Deployment and Maintenance / Architecture, Scaling, and Resource Limits
This Guide mainly introduces the overall architecture of DataFlux Func, and how to scale to improve processing capabilities.
1. Architecture
Internally, it follows the typical "Producer -> Consumer" model. Any execution of a Python function will go through the process of "Task Generation -> Enqueue -> Dequeue -> Execution -> Return Result".
Any Python function is first wrapped into a "Task" and enters its corresponding "Work Queue" (numbered from #0
), and then is fetched and executed by the corresponding "Worker Unit" (numbered from worker-0
).
flowchart TB
USER[User]
FUNC_SERVER[Func Server Service]
REDIS_QUEUE_N[Redis Queue #N]
FUNC_WORKER_N[Func Worker-N Service]
FUNC_BEAT[Func Beat Service]
USER --HTTP Request--> FUNC_SERVER
FUNC_SERVER --Function Execution Task Enqueue--> REDIS_QUEUE_N
REDIS_QUEUE_N --Function Execution Task Dequeue--> FUNC_WORKER_N
FUNC_BEAT --"Function Execution Task Enqueue
(Cron Job)"--> REDIS_QUEUE_N
1.1 Services and Their Purposes
DataFlux Func includes multiple services, each with different responsibilities.
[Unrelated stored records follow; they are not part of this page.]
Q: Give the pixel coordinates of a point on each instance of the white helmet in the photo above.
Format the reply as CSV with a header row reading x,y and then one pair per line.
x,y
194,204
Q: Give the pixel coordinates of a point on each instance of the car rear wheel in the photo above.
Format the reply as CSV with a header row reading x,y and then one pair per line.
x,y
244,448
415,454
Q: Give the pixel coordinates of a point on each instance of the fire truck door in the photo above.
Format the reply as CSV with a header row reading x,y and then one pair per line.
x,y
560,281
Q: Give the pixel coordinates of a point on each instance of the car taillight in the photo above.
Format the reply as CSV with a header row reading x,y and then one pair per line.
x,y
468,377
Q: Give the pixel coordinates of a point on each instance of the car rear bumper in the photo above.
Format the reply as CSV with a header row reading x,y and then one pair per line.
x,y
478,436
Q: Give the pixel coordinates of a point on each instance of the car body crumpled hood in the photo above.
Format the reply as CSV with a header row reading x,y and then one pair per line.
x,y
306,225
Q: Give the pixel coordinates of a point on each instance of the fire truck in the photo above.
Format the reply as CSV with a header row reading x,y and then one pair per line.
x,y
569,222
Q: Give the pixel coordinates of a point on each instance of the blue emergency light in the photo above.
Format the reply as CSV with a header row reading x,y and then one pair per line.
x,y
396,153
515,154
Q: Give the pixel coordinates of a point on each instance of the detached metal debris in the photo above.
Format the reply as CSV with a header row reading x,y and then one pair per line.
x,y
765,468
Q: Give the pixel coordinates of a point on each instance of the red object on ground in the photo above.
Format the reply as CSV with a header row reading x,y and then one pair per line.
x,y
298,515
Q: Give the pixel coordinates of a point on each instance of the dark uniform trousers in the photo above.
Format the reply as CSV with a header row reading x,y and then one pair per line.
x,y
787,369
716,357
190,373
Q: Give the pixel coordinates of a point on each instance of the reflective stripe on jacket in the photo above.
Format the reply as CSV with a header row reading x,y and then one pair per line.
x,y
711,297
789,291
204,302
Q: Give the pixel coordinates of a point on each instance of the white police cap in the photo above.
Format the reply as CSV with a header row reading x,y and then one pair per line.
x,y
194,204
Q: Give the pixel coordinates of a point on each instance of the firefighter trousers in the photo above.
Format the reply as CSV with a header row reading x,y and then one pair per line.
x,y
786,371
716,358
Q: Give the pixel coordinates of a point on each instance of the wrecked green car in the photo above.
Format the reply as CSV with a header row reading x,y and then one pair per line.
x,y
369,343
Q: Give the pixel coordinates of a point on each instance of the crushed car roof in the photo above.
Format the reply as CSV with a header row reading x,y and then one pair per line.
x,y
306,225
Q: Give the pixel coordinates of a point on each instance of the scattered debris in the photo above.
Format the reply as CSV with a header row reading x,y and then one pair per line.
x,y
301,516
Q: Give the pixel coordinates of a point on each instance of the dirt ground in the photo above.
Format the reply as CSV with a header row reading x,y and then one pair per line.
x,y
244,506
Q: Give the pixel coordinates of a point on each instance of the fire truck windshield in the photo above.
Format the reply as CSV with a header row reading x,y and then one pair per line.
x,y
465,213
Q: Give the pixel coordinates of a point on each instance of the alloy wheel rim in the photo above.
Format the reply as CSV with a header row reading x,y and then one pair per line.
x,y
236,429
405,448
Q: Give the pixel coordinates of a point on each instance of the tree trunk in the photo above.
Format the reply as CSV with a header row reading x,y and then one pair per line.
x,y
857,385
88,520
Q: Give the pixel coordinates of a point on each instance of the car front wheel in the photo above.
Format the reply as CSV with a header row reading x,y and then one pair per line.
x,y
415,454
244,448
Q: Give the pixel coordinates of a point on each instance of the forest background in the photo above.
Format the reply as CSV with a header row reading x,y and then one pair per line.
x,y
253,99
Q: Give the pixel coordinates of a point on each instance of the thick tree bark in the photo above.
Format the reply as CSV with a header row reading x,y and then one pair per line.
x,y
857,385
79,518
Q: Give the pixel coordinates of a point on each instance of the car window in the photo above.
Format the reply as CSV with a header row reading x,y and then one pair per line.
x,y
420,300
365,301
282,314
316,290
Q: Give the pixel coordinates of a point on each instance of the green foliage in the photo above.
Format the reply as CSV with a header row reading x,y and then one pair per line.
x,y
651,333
The specific services are as follows:
Service | Purpose |
---|---|
server | Web service, providing the following functionalities: 1. Web interface 2. API interface 3. Maintains subscribers |
worker-{queue number} | Worker unit, used to execute user scripts, including: 1. Func API 2. Func API 3. Cron Job Also handles some system-level background tasks See queue details |
beat | Trigger for Cron Jobs |
mysql | Database |
redis | Cache / Function execution task queue |
1.2 Worker Unit and Queue Listening Relationship
For the service worker-{queue number}
(Worker Unit), each Worker service only listens to specific queues:
Queues and Worker Units Do Not Need to Be One-to-One
Queues and Worker Units do not have to be one-to-one. For example, the Worker Unit worker-0
is not limited to listening to queue #0
tasks. Each Worker Unit can listen to any one or more queues.
Additionally, the same queue can be listened to by multiple Worker Units simultaneously, or not listened to at all (not recommended).
Standalone Deployment Func vs. Data Platform Attached Func Have Different Queues
Since most standalone deployments of Func are lightly used, to reduce unnecessary resource consumption, the number of Worker Units in standalone deployments is less than the number of queues.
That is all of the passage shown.